For local images, you can pass the base64 encoded image to the model.

Python Example

import base64
import requests

# Function to encode the image
def encode_image(image_path):
with open(image_path, "rb") as image_file:
return base64.b64encode(image_file.read()).decode('utf-8')

# Path to your image
image_path = "path_to_your_image.jpg"
base64_image = encode_image(image_path)

url = "https://api.umamiai.xyz/v1/chat/completions"
headers = {
"Content-Type": "application/json",
"Authorization": "Bearer YOUR_UMAMIAI_API_KEY"
}
payload = {
"model": "gpt-4o",
"messages": [
{
"role": "user",
"content": [
{"type": "text", "text": "What’s in this image?"},
{"type": "image_url", "image_url": {"url": f"data:image/jpeg;base64,{base64_image}"}}
]
}
],
"max_tokens": 300
}

response = requests.post(url, headers=headers, json=payload)
print(response.json())

Multiple Image Inputs​

The API can process multiple images in a single request.

Python Example

import requests
import json

url = "https://api.umamiai.xyz/v1/chat/completions"

payload = json.dumps({
"model": "gpt-4o",
"messages": [
{
"role": "user",
"content": [
{"type": "text", "text": "What are in these images?

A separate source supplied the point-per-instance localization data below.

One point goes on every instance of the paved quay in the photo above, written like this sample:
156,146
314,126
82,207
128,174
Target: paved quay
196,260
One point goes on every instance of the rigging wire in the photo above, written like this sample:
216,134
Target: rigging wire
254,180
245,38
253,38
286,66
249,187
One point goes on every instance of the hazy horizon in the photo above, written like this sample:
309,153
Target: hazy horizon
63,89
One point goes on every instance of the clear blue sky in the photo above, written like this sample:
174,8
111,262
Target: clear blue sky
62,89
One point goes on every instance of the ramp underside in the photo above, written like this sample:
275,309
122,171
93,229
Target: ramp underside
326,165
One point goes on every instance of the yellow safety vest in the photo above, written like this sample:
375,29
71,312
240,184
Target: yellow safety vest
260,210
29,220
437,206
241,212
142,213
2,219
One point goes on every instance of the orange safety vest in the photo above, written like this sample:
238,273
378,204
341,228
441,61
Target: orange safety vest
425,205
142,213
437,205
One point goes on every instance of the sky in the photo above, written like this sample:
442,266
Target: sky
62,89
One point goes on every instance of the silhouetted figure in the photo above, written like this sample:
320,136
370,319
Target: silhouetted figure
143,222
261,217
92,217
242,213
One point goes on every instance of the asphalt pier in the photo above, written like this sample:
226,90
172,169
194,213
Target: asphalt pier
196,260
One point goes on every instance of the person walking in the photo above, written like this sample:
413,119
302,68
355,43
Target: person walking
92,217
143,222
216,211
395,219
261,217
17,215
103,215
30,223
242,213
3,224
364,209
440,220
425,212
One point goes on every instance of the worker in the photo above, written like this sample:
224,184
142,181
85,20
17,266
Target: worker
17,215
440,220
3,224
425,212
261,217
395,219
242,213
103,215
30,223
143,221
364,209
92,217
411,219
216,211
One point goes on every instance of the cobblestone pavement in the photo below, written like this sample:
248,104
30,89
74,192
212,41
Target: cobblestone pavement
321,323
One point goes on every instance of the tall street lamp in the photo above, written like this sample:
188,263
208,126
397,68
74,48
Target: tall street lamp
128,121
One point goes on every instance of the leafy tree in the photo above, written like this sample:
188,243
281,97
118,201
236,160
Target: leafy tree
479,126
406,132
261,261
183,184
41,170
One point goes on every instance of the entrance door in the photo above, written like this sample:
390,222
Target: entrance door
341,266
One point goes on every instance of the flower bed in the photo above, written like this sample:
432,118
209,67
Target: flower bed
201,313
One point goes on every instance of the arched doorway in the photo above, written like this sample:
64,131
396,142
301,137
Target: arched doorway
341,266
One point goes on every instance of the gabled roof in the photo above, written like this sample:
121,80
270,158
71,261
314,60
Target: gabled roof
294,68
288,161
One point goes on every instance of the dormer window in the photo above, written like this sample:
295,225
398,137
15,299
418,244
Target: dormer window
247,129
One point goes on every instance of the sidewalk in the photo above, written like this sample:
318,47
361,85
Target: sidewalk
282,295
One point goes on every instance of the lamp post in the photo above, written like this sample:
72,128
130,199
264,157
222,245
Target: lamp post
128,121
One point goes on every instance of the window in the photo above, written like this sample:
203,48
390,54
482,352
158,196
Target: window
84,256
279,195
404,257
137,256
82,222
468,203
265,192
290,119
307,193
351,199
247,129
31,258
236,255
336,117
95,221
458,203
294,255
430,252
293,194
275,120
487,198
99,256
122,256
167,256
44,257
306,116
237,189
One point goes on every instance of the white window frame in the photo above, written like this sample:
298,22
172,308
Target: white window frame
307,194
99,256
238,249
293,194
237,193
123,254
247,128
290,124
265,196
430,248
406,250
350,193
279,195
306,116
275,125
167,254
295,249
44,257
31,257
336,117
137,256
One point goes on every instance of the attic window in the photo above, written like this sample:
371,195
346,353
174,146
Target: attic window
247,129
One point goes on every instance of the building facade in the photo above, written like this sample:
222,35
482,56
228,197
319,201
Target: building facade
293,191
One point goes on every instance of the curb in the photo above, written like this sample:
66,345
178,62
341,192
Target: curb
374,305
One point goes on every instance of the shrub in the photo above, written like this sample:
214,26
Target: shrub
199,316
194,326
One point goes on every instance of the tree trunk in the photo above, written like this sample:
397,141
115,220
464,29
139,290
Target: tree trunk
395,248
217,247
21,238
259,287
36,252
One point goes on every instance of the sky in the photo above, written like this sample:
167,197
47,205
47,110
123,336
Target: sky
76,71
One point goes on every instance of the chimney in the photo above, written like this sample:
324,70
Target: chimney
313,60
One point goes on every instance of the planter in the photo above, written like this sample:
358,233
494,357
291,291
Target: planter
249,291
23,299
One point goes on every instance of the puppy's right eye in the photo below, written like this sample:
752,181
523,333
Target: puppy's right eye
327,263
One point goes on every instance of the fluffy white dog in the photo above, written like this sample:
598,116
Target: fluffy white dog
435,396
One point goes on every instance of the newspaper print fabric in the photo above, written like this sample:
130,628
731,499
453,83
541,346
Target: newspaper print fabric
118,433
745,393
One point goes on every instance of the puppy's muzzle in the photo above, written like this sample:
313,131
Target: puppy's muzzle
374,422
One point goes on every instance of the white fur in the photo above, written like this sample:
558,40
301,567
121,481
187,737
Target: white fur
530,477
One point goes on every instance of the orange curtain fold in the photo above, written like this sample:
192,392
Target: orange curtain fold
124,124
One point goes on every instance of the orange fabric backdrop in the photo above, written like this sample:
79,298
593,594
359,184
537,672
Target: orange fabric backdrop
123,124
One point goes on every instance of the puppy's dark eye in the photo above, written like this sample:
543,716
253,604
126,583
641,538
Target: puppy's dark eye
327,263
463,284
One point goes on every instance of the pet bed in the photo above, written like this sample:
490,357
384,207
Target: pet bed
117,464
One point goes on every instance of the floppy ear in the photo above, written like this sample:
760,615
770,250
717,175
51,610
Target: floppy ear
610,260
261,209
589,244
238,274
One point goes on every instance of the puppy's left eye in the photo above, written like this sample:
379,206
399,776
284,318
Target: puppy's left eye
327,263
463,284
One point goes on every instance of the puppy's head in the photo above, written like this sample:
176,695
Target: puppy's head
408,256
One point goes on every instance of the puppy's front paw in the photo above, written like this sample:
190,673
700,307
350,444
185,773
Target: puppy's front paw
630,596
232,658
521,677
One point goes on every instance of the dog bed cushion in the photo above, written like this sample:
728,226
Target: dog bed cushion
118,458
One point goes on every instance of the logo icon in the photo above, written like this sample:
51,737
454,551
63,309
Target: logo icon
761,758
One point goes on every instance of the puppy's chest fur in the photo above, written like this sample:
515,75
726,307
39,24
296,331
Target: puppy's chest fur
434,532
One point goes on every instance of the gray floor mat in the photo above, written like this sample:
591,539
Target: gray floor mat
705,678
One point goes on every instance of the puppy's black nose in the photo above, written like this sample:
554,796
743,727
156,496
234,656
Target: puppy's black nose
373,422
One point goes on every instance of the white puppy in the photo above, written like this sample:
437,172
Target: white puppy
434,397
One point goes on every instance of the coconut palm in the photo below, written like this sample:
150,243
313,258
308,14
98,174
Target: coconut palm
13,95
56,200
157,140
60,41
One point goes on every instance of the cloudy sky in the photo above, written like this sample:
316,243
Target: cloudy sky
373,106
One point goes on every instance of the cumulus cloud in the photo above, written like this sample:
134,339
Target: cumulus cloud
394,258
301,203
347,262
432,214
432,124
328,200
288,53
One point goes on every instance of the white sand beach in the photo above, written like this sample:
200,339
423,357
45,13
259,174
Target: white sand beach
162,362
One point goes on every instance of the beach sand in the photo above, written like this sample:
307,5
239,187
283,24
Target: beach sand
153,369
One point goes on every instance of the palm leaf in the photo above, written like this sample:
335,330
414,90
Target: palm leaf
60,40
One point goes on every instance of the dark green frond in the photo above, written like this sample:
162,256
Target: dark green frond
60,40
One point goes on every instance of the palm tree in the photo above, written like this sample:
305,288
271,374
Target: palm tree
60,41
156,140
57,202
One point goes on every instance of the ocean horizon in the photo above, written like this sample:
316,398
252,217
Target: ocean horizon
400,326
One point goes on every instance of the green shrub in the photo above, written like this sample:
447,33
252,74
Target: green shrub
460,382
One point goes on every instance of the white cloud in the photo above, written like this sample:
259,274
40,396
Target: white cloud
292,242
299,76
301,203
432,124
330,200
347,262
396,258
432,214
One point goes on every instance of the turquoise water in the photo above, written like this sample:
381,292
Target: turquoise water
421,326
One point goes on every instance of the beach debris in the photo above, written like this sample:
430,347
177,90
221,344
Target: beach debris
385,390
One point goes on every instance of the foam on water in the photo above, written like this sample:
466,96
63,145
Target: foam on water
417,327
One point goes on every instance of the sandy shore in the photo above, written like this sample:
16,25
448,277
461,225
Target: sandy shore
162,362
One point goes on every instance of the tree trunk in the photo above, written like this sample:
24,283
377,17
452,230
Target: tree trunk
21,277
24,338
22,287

Is there any difference between them?"},
{"type": "image_url", "image_url": {"url": "https://upload.wikimedia.org/wikipedia/commons/thumb/d/dd/Gfp-wisconsin-madison-the-nature-boardwalk.jpg/2560px-Gfp-wisconsin-madison-the-nature-boardwalk.jpg"}},
{"type": "image_url", "image_url": {"url": "https://upload.wikimedia.org/wikipedia/commons/thumb/d/dd/Gfp-wisconsin-madison-the-nature-boardwalk.jpg/2560px-Gfp-wisconsin-madison-the-nature-boardwalk.jpg"}}
]
}
],
"max_tokens": 300
})

headers = {
'Content-Type': 'application/json',
'Authorization': 'Bearer YOUR_UMAMIAI_API_KEY'
}

response = requests.post(url, headers=headers, data=payload)
print(response.json())

Vision & Chat Completion Example

JavaScript

const main = async () => {
const result = await fetch('https://api.umamiai.xyz/v1/chat/completions', {
method: 'POST',
headers: {
Authorization: 'Bearer <YOUR_UMAMIAI_API_KEY>',
'Content-Type': 'application/json',
},
body: JSON.stringify({
model: 'meta-llama/Llama-3.2-90B-Vision-Instruct-Turbo',
max_tokens: 1024,
messages: [
{
role: 'user',
content: [
{
type: 'text',
text: 'What’s in this image?',
},
{
role: 'user',
type: 'image_url',
image_url: {
url: 'https://upload.wikimedia.org/wikipedia/commons/thumb/d/dd/Gfp-wisconsin-madison-the-nature-boardwalk.jpg/2560px-Gfp-wisconsin-madison-the-nature-boardwalk.jpg',
},
},
],
},
],
}),
}).then((res) => res.json());

const message = result.choices[0].message.content;
console.log(`Assistant: ${message}`);
};

main();

Python

import os
from together import Together

client = Together(base_url="https://api.umamiai.xyz/v1", api_key="<YOUR_UMAMIAI_API_KEY>")

def main():
response = client.chat.completions.create(
model="meta-llama/Llama-3.2-90B-Vision-Instruct-Turbo",
messages=[
{
"role": "user",
"content": [
{
"type": "text",
"text": "What sort of animal is in this picture? What is its usual diet? What area is the animal native to? And isn’t there some AI model that’s related to the image?",
},
{
"type": "image_url",
"image_url": {
"url": "https://upload.wikimedia.org/wikipedia/commons/thumb/3/3a/LLama.jpg/444px-LLama.jpg?20050123205659",
},
},
],
}
],
max_tokens=1024,
)

print("Assistant: ", response.choices[0].message.content)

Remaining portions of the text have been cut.